Big progressive organizations like MoveOn and the Courage Campaign are out there pushing for a millionaires' tax in California, but the only group even attempting to get some kind of health insurance reform on the ballot this November is Consumer Watchdog, a small organization which is pushing for an initiative similar to AB 52. (There is no one pushing for anything to happen with single-payer health care in California in the immediate future that I'm aware of.)
But continued increases in health care costs matter far more than the details of a tax plan!

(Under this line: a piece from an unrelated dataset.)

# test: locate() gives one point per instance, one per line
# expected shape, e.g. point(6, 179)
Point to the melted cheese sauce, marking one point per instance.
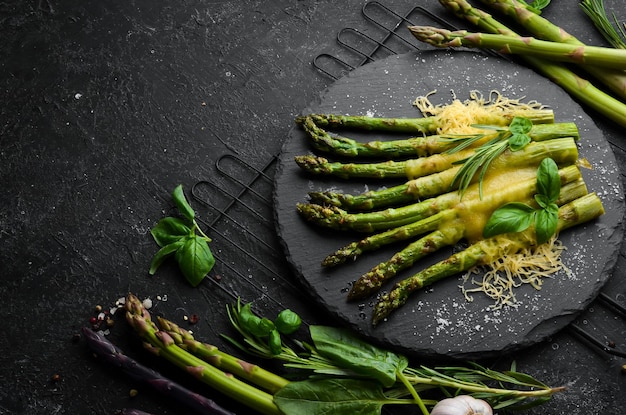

One of the key objections to Jerry Brown's original tax hike plan was that it relied too heavily on taxing ordinary folks. The compromise is better in that regard (it halves the proposed increase in the sales tax). But the fact of the matter is if health insurance costs go up by 10% instead of 3% (the approximate inflation rate), and families pay $10,000 per year for premiums, that's A $700 'tax increase' per annum that would be substantially avoidable if our legislators represented our interests, not the insurance companies. Even if the average family purchased $20,000 in items subject to sales tax (which seems absurdly high), the reduction in increase from 1/2% to 1/4% would 'save' just $50.
There's nothing you can do to influence Antonin Scalia and the other four horsemen of the health apocalypse. There's probably little or nothing you can do to remove the stranglehold insurance companies have on key legislators in Sacramento. But there is something you can do -- thanks to Hiram Johnson and progressives back in 1911 who pushed through constitutional amendments allowing ballot initiatives, referenda and recalls.
In other words, if you live in California, you can help put Consumer Watchdog's proposal for health insurance rate regulation on the ballot. I received this email yesterday from them:
Today, on Cesar Chavez's birthday, we say "Si, Se Puede--Yes We Can." We can collect the 600,000 signatures we need in 6 weeks to qualify our health insurance rate reform initiative for the ballot.
We can do it. We can beat the health insurance companies and lower premiums for Californians. But we cannot do it without you.
We have 200,000 signatures now.
200,000 signatures is no mean feat (do not try this at home!). But it's not nearly enough. Fortunately, they still have six weeks to get the rest.
You don't even have to leave the comfort of your computer chair. You can download a petition (or have them mail you a copy), sign it, and mail it back. You could even get a few and have a spouse, soulmate, some friends and acquaintainces sign (or trick a few Republicans into signing!).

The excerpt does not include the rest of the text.